Eric and I do have the ability to delete posts. I've only done it a handful of times, when something was offensive and off-topic or to remove a duplicate post. When that happens, you still see a note saying the post was removed by a blog administrator.

Obviously The TeacherInsight post survived this time. And my long version of the Queens link did, too. So ... computer gremlins?

Ann Doss Helms said...

Eddie, thanks for weighing in. But it sounds like a charter support group is different from an oversight body, right? I'm picturing a support group as something like your organization, which might provide education and "peer pressure" to boost quality. But wouldn't you still need someone with authority to decide when a school isn't worthy of a charter? What launches that process now?
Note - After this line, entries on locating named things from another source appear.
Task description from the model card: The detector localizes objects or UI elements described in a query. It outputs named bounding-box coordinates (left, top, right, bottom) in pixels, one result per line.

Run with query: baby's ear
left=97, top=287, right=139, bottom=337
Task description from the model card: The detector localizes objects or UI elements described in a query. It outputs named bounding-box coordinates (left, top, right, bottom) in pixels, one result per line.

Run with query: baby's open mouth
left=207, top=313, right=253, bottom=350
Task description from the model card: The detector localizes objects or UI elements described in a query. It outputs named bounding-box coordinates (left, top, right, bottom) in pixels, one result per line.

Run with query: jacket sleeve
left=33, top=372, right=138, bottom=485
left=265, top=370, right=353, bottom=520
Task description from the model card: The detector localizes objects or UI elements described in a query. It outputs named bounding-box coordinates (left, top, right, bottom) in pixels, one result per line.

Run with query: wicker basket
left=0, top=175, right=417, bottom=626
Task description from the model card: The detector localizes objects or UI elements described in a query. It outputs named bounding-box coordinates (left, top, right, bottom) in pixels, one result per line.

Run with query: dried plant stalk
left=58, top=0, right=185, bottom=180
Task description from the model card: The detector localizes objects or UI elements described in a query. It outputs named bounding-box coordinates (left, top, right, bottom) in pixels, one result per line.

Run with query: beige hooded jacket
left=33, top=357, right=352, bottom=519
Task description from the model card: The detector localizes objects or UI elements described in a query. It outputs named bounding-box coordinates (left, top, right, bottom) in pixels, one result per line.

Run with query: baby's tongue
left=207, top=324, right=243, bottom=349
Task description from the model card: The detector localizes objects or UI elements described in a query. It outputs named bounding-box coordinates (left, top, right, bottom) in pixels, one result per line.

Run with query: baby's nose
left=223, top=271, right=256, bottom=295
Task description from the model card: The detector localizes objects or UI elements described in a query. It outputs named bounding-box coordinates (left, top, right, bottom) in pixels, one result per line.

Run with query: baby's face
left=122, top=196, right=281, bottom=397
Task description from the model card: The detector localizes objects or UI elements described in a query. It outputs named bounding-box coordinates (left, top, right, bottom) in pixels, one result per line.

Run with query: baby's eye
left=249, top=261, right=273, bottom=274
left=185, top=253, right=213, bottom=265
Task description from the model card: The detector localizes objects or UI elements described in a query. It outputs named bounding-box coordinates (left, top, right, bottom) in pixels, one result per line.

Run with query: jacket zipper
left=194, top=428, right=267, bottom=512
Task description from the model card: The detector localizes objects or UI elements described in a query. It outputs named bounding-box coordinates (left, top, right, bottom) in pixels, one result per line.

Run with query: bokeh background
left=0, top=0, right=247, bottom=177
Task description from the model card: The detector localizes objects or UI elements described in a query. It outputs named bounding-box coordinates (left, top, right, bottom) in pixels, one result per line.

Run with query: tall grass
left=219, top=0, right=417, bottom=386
I know some schools have at least been threatened with loss of their charter.

wiley coyote said...

Ann,

What I was trying to post yesterday (twice) was data from a PDF file that came from CMS.

It was not a large amount of info nor was it a link. I would have posted just the link but unfortunately it was a PDF attachment to an email from CMS.

I have noticed some strange goings on from the other side using DISQUS as well.

Very annoying.

Anonymous said...

Ann or Eric -
Can you find out for sure if parents can opt out of having their children take ANY of the district driven formative or quarterly tests AND can they opt out of their child taking the EOG tests? If so, it would be huge and would send a message to Raleigh and to the District that testing is NOT the way to assess learning, nor is it fair to pay a teacher's salary based on scores a group of students receive on a test. Please find out from DPI directly - not from the district - as we've know that districts WANT to test because funding for schools is linked to 95% or more of all students taking tests (great deal for the test makers), but if parents had a right in North Carolina to request that their child NOT PARTICIPATE in the inane and repetitive testing, that may be a way to protect our children's ability to be life long learners, instead of the death of quality education. Thank you and I look forward to your researched response.